You want real authentic supporters? Give them steps to get there. Ask them to sign a petition. Next, ask them to organise an online or in-person group. Give them the tools and motivation to start peer-to-peer fundraising. Once they’re more invested, they will grow into long-term donors.
Without giving too much away, could you let us know a practical tip or two your master class attendees will be able to take away and start using when they get back to the office?
Millenials treat all assets as equals. In this session we’ll explore these assets (time, money, expertise, network) and discuss the steps that lead a Millennial from following an organisation on Twitter to making a monthly donation. The real challenge here is learning how to see assets like network, time and expertise as having equal value. But that’s what we have to do in order to understand and engage this generation.
For fundraisers who are facing scepticism from their CEOs or boards about developing their Gen Y engagement strategy, do you have any persuasive arguments they can use?
I think Gen Y’s spending power alone is something organisations at any level can’t ignore. In the United States alone, Millennials spend $300 billion annually on consumer and discressionary goods! All of that money is going somewhere, mostly to consumer purchases, but we can develop strategies to harness that spending power for the nonprofit sector. Also, Millennials are proven in their pursuasive power of getting their peers and connections in other generations to engage and donate to a cause. Beyond all of that, investing in strategies that target Gen Y is inclusive and recognises Millennials as the next generation of long-term, big-gift supporters.

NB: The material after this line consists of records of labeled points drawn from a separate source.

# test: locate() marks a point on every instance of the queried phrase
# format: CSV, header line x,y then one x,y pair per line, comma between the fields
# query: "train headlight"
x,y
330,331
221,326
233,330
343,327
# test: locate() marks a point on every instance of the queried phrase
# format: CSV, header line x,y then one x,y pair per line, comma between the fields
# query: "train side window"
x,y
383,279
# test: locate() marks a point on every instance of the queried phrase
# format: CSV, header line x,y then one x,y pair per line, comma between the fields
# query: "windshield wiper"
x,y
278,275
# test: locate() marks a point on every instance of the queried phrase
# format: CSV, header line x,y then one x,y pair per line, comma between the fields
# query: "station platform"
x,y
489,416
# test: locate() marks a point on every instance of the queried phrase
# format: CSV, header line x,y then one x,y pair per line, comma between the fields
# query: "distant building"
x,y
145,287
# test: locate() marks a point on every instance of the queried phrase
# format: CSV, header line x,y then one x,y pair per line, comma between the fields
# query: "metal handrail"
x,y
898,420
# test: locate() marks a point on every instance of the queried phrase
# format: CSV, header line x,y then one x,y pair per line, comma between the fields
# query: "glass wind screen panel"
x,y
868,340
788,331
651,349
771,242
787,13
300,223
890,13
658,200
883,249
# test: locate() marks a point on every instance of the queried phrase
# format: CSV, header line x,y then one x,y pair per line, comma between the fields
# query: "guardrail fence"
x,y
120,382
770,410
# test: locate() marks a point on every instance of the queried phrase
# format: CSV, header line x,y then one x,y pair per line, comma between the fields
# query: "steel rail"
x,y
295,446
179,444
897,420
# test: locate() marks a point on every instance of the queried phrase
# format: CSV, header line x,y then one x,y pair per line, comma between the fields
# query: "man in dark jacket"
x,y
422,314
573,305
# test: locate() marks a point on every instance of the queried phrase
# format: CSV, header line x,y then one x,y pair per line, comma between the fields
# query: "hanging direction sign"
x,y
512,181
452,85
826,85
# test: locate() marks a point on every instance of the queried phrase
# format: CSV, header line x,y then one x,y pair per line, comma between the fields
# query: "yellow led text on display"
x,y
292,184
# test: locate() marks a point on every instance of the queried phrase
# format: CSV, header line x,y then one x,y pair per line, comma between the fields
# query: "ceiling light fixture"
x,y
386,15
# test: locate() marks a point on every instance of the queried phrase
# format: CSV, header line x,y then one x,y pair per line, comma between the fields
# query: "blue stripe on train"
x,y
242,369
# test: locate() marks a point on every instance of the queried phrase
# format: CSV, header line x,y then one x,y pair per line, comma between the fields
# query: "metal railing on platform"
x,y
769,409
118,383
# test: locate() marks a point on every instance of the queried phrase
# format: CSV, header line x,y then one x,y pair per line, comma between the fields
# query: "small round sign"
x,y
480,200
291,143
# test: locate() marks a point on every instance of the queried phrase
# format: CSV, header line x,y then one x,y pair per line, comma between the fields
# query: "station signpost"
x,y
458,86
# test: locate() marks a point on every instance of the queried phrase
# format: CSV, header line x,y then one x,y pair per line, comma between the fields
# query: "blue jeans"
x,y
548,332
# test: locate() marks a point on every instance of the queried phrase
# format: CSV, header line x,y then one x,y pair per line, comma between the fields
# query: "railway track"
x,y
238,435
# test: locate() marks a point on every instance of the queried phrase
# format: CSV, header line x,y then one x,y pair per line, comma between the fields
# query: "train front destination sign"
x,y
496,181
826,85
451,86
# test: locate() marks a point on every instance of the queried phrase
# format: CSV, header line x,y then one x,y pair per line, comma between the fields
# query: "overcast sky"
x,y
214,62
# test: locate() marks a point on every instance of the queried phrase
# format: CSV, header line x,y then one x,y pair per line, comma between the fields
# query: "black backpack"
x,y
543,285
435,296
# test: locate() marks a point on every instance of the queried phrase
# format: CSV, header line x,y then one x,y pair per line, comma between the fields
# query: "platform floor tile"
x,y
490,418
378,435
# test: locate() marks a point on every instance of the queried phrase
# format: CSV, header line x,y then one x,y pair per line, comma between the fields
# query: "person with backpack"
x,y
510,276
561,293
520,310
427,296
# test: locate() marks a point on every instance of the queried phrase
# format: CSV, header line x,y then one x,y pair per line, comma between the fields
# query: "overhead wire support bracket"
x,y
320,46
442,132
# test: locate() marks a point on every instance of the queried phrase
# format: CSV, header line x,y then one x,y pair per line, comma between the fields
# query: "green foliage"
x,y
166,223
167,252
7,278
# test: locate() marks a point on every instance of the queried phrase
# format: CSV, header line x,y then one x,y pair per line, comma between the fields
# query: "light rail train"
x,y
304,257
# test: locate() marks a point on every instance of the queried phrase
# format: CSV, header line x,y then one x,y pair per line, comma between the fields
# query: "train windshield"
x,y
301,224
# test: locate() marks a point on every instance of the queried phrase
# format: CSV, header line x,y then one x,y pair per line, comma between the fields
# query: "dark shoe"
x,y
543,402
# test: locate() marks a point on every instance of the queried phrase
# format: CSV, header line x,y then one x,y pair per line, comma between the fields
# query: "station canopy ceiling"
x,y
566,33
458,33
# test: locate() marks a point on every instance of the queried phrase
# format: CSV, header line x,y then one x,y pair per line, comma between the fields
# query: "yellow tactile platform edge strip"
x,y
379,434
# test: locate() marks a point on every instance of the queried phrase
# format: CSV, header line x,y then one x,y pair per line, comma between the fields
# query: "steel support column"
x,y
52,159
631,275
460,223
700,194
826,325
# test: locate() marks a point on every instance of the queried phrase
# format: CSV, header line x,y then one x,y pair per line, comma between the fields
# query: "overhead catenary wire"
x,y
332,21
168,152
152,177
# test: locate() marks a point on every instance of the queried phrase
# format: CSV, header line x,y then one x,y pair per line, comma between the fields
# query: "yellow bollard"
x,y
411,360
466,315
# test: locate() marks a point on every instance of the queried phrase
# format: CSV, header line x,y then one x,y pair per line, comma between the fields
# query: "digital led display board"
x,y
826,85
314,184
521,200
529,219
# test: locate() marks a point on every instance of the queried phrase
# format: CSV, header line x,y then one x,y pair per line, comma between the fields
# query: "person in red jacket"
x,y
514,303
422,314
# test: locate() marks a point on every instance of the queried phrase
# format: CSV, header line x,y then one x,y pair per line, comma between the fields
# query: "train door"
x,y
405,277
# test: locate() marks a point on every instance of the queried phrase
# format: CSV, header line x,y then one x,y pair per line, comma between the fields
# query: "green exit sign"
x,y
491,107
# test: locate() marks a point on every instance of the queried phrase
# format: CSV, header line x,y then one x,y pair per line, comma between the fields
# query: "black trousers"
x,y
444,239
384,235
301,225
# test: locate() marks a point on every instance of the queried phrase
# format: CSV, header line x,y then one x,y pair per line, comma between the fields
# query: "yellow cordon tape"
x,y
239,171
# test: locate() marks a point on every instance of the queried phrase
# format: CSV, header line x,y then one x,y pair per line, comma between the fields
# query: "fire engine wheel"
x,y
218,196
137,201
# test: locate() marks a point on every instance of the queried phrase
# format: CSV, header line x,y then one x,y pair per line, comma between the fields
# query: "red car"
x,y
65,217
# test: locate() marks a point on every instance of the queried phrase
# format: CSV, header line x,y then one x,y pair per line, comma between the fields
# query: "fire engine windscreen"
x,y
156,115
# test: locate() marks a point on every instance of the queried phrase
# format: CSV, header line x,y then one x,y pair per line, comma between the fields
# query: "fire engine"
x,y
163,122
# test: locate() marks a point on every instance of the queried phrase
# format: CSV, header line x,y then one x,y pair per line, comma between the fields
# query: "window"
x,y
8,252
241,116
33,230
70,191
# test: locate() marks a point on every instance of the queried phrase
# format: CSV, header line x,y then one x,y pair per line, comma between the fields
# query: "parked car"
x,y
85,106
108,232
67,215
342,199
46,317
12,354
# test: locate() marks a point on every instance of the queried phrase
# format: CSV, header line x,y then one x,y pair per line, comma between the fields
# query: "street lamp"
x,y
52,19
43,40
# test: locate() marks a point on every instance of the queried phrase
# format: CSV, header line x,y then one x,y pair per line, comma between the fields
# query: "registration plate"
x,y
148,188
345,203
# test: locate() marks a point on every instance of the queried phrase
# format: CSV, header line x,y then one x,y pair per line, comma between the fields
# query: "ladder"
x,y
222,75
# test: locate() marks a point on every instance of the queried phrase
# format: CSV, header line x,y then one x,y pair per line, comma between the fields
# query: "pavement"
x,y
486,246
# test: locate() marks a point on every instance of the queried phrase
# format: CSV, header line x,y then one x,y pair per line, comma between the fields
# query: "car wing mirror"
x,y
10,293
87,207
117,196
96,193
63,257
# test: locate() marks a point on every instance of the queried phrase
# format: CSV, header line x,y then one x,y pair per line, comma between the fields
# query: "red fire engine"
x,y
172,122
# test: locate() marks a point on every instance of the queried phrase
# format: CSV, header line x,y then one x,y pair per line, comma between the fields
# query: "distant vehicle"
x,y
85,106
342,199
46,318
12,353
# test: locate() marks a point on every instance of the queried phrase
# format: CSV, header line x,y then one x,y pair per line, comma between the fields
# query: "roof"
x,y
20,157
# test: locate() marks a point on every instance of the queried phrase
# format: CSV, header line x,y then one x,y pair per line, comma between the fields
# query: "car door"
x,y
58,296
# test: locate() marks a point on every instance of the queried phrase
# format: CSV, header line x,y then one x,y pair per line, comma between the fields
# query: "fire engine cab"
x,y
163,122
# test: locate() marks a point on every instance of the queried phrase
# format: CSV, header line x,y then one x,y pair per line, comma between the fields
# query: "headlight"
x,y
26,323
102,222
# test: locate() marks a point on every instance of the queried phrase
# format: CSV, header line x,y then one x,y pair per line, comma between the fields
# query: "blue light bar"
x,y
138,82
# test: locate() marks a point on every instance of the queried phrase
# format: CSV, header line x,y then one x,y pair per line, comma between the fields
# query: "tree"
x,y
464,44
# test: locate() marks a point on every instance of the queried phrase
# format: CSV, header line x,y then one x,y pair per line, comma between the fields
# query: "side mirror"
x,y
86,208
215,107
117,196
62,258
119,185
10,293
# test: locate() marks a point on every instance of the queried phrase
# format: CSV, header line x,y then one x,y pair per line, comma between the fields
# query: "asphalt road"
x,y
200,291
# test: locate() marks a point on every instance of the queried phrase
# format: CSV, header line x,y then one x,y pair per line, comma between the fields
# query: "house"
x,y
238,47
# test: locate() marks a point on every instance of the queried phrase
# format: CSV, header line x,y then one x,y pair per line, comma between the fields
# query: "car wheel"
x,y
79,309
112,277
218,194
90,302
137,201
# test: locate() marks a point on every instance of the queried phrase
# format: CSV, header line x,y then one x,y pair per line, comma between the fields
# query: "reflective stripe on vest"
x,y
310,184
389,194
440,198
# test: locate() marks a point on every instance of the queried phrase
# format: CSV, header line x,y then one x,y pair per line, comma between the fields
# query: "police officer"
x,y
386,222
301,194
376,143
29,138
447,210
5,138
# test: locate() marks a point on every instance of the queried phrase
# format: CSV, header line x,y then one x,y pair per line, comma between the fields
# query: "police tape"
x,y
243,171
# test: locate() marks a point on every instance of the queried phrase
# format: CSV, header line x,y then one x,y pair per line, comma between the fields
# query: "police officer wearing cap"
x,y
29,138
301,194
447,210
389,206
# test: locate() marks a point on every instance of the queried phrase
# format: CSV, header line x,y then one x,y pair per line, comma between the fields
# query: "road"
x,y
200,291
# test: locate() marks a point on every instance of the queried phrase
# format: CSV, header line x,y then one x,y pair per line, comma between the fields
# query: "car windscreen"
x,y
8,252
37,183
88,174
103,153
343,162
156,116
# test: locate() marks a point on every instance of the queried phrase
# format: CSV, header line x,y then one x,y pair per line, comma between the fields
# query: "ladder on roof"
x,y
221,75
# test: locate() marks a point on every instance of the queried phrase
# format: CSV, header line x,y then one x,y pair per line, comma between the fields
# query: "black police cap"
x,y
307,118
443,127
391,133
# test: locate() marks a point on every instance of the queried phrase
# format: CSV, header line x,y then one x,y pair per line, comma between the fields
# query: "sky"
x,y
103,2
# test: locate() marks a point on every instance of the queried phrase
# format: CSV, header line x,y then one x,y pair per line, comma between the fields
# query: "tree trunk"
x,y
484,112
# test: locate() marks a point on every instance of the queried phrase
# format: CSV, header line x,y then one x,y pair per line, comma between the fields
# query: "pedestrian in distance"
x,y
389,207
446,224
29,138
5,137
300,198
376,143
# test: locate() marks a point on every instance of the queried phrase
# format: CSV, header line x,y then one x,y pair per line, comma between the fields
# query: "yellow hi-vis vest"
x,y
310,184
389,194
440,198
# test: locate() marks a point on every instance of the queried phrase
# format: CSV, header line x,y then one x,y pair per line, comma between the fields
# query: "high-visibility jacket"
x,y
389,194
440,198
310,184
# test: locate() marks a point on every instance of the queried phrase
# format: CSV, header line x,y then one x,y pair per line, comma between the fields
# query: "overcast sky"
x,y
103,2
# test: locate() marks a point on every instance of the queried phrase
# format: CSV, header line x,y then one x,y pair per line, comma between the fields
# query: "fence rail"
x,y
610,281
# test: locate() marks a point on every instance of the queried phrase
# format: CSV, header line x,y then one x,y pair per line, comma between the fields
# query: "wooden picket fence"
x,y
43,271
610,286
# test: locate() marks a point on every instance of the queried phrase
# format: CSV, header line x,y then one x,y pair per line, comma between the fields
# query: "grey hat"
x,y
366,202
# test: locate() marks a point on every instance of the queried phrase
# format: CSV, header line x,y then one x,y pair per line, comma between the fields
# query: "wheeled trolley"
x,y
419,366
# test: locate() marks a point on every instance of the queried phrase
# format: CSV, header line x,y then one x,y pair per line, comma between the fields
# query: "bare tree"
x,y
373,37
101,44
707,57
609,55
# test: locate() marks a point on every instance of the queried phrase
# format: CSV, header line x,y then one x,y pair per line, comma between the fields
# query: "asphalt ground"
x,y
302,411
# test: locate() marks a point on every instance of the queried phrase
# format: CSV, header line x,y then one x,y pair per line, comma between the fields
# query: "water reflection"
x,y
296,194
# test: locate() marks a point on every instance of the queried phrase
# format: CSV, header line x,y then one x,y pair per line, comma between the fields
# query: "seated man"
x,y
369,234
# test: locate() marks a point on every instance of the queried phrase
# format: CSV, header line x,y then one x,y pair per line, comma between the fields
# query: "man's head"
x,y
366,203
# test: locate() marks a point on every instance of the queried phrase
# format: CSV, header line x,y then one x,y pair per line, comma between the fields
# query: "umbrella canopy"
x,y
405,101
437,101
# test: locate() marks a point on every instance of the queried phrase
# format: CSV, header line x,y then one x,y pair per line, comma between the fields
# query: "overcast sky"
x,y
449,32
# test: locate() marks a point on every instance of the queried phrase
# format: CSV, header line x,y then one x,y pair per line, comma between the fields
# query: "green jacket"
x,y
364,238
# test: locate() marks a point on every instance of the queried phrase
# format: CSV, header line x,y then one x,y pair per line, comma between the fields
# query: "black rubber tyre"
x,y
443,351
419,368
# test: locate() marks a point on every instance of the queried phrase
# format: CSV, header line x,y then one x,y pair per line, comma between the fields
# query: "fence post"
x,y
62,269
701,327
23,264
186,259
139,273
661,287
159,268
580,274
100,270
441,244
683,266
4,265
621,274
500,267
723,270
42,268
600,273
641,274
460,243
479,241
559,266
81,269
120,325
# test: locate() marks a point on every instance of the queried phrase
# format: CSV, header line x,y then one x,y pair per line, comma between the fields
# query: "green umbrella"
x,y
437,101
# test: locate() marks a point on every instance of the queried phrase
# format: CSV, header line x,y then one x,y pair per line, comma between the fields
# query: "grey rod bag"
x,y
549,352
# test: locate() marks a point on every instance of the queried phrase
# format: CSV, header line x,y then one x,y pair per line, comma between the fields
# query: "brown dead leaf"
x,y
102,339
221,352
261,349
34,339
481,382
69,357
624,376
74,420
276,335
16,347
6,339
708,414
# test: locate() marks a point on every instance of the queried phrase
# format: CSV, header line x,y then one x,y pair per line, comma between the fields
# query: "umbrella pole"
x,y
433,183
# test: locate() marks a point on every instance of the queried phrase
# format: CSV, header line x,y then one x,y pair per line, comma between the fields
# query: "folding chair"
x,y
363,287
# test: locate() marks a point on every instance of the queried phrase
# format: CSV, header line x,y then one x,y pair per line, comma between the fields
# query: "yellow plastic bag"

What would you say are the two biggest mistakes you see charities make when trying to formulate a Gen Y strategy?
One of the biggest mistakes an organisation can make is focusing only on an online strategy when targeting Gen Y. Our research has shown that Millennials, like all donors, react to print deliverables as well as online tactics. The other mistake organisations make is focusing only on Millennials in general. As nonprofits, we have to figure out what we’re trying to accomplish and how all of our donors play into that.
Your plenary is entitled, ‘Cause for Change.’ What topics will attendees hear you address?
In the time we’re together, we’ll see how Millennial consumer spending habits influence their cause engagement practices. We will discuss the roles of digital vs. in-person organisation and how taking small actions for a cause will eventually lead to higher levels of involvement.
Thanks for taking the time to speak with us and we’re very much looking forward to seeing you in Wellington in May.
At the FINZ 2015 Conference this 11 – 13 May in Wellington, Derrick will present his master class ‘Designing Targeted Gen Y Activation and Fundraising Campaigns’ as well as the session ‘Next Gen Fundraising Benchmarks – How to Measure Next Gen Fundraising Campaigns’ and the closing plenary ‘Cause for Change.’